I am confused about the following: $$\sqrt{x^2}=?\ (\sqrt x)^2 =?\ x^{2/2}$$ The source of confusion is: Let $$f(x)=\sqrt {x^2}$$ $$g(x)=\ (\sqrt x)^2 $$ Then $$f(-3)=3$$ $$g(-3)=\mbox{undefined}?$$
While the range of $f(x)$ and $g(x)$ might be the same, their domain appears to be different ($g(x)$ restricts $x$ to be positive). At the same time, both can be written as $$x^{2/2}$$
What am I missing? -Thank you :)
The problem is
$$\sqrt{x^2}=(\sqrt{x})^2$$
only if $x \ge 0$. If we are talking about real numbers.
In general we can write:
$$\sqrt{x^2}=\left(\sqrt{|x|}\right)^2 \Leftrightarrow \sqrt{x^2}=|x|$$
You are not missing anything.
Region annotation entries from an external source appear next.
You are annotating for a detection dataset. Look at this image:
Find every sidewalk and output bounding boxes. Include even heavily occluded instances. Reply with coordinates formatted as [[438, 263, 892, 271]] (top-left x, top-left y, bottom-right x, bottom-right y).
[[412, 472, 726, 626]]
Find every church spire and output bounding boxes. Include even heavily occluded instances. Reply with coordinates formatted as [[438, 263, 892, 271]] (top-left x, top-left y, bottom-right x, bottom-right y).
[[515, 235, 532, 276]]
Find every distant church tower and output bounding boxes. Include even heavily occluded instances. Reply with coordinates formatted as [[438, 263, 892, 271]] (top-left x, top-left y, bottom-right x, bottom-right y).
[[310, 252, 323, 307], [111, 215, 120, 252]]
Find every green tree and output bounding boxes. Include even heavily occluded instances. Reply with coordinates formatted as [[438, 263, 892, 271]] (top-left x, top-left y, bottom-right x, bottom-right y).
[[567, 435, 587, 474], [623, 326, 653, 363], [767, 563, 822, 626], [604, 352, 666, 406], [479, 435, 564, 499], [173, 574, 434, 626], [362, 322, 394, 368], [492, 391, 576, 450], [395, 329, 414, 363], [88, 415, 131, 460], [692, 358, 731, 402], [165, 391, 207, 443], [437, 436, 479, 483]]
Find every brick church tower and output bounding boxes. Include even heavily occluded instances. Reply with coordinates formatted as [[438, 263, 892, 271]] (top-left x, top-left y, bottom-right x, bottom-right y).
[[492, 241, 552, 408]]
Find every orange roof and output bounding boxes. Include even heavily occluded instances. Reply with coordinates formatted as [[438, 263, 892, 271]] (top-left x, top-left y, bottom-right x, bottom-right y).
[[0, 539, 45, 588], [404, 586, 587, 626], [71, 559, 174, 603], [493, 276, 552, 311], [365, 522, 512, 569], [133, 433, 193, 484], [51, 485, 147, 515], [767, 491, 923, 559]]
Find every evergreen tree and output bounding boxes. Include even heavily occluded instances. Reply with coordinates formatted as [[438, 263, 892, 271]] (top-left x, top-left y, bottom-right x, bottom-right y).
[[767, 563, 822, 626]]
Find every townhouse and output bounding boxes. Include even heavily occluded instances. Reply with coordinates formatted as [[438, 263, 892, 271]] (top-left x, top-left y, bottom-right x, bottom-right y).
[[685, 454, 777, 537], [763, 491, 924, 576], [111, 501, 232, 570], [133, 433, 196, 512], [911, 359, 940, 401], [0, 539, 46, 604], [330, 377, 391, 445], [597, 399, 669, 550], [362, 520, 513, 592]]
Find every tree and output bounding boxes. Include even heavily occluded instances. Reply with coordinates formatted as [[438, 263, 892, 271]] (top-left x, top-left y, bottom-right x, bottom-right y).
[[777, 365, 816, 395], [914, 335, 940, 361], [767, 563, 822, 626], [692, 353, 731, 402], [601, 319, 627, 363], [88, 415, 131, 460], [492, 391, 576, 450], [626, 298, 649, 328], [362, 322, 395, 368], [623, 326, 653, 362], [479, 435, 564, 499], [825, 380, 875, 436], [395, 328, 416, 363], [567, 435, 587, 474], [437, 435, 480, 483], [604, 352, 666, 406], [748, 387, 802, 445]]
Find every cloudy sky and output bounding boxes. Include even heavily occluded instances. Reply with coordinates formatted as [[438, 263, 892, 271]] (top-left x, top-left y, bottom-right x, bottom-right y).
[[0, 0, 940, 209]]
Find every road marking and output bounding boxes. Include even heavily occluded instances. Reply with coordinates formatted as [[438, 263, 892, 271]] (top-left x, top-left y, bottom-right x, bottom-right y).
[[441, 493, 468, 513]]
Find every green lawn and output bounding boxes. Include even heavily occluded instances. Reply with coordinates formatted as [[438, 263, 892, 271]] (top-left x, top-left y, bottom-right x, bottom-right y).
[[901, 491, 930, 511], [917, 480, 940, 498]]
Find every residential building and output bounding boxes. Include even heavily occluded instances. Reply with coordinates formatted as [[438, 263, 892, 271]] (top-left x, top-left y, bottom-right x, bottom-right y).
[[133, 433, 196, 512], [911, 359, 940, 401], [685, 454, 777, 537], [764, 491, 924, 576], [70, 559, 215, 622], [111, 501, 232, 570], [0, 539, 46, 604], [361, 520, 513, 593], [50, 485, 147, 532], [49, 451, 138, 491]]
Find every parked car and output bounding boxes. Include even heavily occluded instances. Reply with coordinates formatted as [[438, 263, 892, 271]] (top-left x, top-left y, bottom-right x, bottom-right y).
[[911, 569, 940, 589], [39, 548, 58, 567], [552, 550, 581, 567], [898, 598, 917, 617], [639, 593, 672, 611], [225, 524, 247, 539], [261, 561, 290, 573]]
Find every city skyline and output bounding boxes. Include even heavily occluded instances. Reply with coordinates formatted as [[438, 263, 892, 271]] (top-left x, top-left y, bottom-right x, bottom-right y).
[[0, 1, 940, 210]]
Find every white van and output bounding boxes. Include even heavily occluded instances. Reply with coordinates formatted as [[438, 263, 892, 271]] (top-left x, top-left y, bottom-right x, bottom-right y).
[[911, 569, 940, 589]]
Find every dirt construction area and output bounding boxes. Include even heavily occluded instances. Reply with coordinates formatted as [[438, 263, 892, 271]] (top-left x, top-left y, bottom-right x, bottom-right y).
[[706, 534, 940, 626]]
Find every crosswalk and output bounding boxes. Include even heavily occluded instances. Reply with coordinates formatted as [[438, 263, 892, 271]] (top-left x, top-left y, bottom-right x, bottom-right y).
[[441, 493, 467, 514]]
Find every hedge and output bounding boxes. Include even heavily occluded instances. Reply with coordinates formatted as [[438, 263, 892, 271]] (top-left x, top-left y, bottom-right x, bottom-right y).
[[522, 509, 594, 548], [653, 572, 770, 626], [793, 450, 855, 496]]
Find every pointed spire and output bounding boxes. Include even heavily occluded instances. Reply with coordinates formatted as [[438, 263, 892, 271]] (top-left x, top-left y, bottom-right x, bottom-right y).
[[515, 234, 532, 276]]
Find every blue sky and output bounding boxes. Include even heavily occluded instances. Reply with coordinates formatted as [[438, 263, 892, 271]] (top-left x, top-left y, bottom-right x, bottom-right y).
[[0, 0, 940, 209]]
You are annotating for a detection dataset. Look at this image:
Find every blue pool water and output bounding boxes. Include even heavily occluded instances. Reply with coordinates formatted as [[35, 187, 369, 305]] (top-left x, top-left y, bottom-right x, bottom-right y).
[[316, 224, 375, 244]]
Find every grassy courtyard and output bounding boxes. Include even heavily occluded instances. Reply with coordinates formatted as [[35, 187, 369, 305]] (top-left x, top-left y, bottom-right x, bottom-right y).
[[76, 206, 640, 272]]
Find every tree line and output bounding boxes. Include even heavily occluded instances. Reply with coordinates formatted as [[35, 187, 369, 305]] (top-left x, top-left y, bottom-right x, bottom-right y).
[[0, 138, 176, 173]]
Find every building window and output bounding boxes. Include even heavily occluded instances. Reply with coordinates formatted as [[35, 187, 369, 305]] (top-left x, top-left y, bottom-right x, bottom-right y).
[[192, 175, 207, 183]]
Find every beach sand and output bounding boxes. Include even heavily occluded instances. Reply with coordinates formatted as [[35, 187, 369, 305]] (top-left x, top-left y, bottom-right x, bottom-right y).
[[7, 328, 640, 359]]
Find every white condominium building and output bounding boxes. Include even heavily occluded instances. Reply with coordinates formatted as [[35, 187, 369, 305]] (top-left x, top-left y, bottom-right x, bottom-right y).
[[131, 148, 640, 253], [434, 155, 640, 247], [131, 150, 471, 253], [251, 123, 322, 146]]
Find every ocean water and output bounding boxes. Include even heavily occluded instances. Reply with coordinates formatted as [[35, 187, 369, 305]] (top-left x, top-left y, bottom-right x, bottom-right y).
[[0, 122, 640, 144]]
In general, the expression $x^a$ for $a \neq 0$ is usually defined only when $x \geq 0$ and on this domain, you have the exponential rule $x^{ab} = (x^a)^b = (x^b)^a$.
Sometimes you can extend the definition of $x^a$ so that it will be defined for all $x \in \mathbb{R}$. This happens for example if $a \in \mathbb{Z} \setminus \{ 0 \}$ or if $a = \frac{1}{n}$ when $n \in \mathbb{N}$ is odd but it doesn't happen if $a = \frac{1}{2}$. In any case, even if you can extend the definition, you noticed that the exponential rule stops holding in general for all $x \in \mathbb{R}$.
Thus, $x = (x^2)^{\frac{1}{2}} = (x^{\frac{1}{2}})^2$ for all $x \geq 0$ but it doesn't work for $x < 0$.